“They came up and talked to me about it and I listened to them because I wanted to make sure I understood exactly what their concerns were,” Mr. Brennan said in the C-SPAN interview. “And I encouraged them to talk to the authors of the assessment and determine if the judgment should stay at high confidence or medium confidence.”
Intelligence agencies characterize their confidence in intelligence typically at three levels: low, moderate or high. High-confidence conclusions typically have multiple sources and draw from different kinds of intelligence, such as electronic intercepts, satellite photos or human sources of information. A moderate, or medium, level of confidence could reflect that the sourcing behind a conclusion could be weaker.
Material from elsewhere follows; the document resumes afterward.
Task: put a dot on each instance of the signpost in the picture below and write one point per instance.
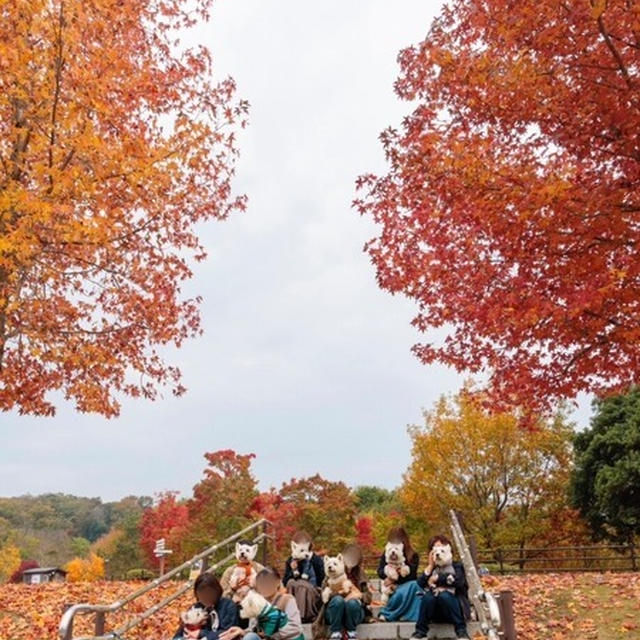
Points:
(160, 552)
Mr. Brennan declined to discuss the sources behind the judgment that Mr. Putin sought to aid Mr. Trump. But other former officials have said that a C.I.A. informant, who has since been extracted from Russia, was particularly important for making the judgment; because Mr. Putin eschews electronic devices, intercepting his communications is notoriously difficult.
Mr. Brennan said he had been reviewing new intelligence about Russian interference since the summer of 2016 and was steeped in the material. In his conversation with the two senior officials, he realized they may not have seen all of the material that he and the analysts who wrote the initial conclusion had reviewed.
“In my conversation with them, it was apparent to me, and I say in the book, that they had not read all the intelligence that I had read,” Mr. Brennan said. “So my own view was to support the analysts.”
Mr. Brennan’s decision to back the analysts was the right decision, said Michael Morell, a former acting director of the C.I.A.
“I spent 33 years at C.I.A., most of it as an analyst,” Mr. Morrell said. “Director Brennan handled this exactly the right way. At C.I.A., the analysts make the substantive calls, not senior managers.”